Since quite some time, Google provides an autocomplete feature extended to combinations of words. That’s quite an useful feature because often it “saved” my time from typing full words or combinations of words. What’s interesting is that the autocomplete algorithm provides the terms based on user’s search activities. I was asking myself if we could do more with search queries. This evening, while browsing, I discovered A. Smarty’s post on “How To Visualize and Play with Google Suggest Results”, in which she shortly presents three interesting tools: Web Seer, What do you suggest and Soovle. As I found out there are several other tools like Übersuggest, Quintura, etc. In this post I will focus only on Web Seer, following to review shortly several other similar tools in the next posts.

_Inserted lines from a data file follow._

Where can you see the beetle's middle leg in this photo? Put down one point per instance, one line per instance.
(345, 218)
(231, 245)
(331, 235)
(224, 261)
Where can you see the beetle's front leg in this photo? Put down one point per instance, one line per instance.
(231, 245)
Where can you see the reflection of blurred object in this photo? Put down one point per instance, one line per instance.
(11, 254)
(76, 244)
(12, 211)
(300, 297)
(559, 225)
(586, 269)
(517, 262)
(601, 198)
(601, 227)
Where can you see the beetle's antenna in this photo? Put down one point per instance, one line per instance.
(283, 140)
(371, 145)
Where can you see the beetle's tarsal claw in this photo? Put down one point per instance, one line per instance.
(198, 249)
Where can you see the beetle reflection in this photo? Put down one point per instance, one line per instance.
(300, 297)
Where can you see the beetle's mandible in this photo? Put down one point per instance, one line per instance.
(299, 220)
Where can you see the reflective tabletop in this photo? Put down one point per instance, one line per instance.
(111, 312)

Web Seer allows users to compare the “matches” between two Google queries, for example “are man” vs. “are women”, “will he” vs. “will she”. To remain in blog’s thematic , I checked tool’s output for “data” vs. “information” and “information” vs. “knowledge”:

search comparison - data vs information

The query results for both terms are somehow predictable – “data mining”, “data warehouses”, “data entry” and “data values”, respectively “information architecture”, “information management”, “information security”, “information technology”, “information is beautiful” (see also the book) are quite popular terms in the scientific and non-scientific literature.  I would expect the comparison is based on the most popular terms, because the two concepts don’t share many common terms, and even if there are some common terms within the above results (e.g. “data architecture”, “data systems”) they aren’t highly ranked. Arrows’ weight depicts the number of occurrences of the respective terms, which combined with the terms themselves, help to make an idea of the strength and resemblance existing between two concepts.

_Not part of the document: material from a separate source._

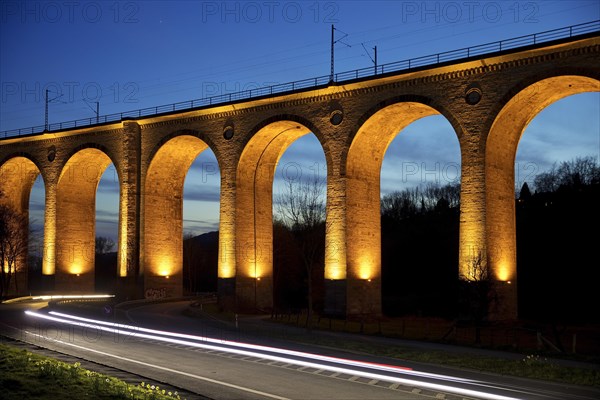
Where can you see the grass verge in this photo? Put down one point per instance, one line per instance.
(24, 375)
(531, 365)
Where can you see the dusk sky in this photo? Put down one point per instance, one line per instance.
(134, 54)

Climbing the DIKW scale here are the comparisons between information and “knowledge”, respectively “knowledge” and “wisdom”:

search comparison - information vs knowledge

search comparison - knowledge vs wisdom

As it seems the results are consistent between relations, same combinations being used in two comparisons in which the same term is involved, life in the above diagrams. It’s natural that the results are also commutative, in order words “knowledge” vs. “information” renders same result as “information” vs. “knowledge”.

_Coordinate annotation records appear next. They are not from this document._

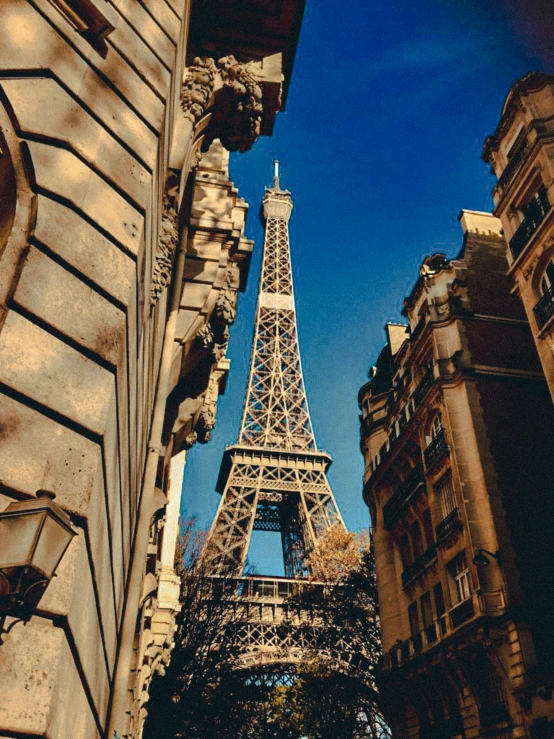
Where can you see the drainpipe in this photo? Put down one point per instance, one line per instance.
(120, 687)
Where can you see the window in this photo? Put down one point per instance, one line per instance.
(417, 540)
(447, 496)
(427, 527)
(405, 551)
(439, 600)
(435, 429)
(414, 619)
(547, 281)
(426, 609)
(460, 576)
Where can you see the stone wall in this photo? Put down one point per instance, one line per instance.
(106, 110)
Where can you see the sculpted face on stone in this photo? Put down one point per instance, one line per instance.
(245, 115)
(237, 105)
(198, 88)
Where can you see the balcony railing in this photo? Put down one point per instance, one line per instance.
(436, 449)
(420, 565)
(520, 150)
(534, 214)
(450, 524)
(489, 603)
(425, 384)
(544, 309)
(494, 714)
(404, 493)
(462, 613)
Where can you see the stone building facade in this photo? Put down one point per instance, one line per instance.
(521, 154)
(122, 251)
(457, 432)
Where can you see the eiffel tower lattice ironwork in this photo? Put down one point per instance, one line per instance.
(274, 477)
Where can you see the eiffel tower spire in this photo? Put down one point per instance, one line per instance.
(274, 478)
(276, 409)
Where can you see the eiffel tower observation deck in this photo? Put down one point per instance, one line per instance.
(274, 478)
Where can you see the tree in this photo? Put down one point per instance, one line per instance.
(334, 695)
(198, 697)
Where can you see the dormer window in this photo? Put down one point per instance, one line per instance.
(531, 213)
(547, 280)
(544, 309)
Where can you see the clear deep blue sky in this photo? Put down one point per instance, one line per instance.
(380, 145)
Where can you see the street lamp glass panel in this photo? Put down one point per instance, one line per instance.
(52, 543)
(17, 538)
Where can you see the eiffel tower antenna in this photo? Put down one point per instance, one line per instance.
(274, 478)
(276, 175)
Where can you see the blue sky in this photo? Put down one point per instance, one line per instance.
(380, 145)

search comparison - knowledge vs information

The association is also reflexive:

search comparison - information vs information

And transitive, as “data” vs. “information”, and “information” vs. “knowledge” lead to “data” vs. “knowledge”:

search comparison - data vs knowledge

The algebraical operations are not so important, though some consistency of the results is needed between representations. It’s interesting that the comparison is influenced by a space placed at the beginning (e.g. “ data”) or end (“data ”), as can be seen in the following representation of the two:

search comparison - data vs data

 I would expect other similar signs (e.g. punctuation signs, special characters) influence the comparisons too. Talking about DIKW, the knowledge pyramid, let’s see the comparison between “DIKW” and “data information knowledge wisdom”:

search comparison - DIKW   

As the two concepts have close semantics, “DIKW” is the acronym for “data information knowledge wisdom”, here’s the comparison between two synonyms: “distribution” vs. “diffusion” (like in distribution/diffusion of knowledge). As can be seen the association is stronger.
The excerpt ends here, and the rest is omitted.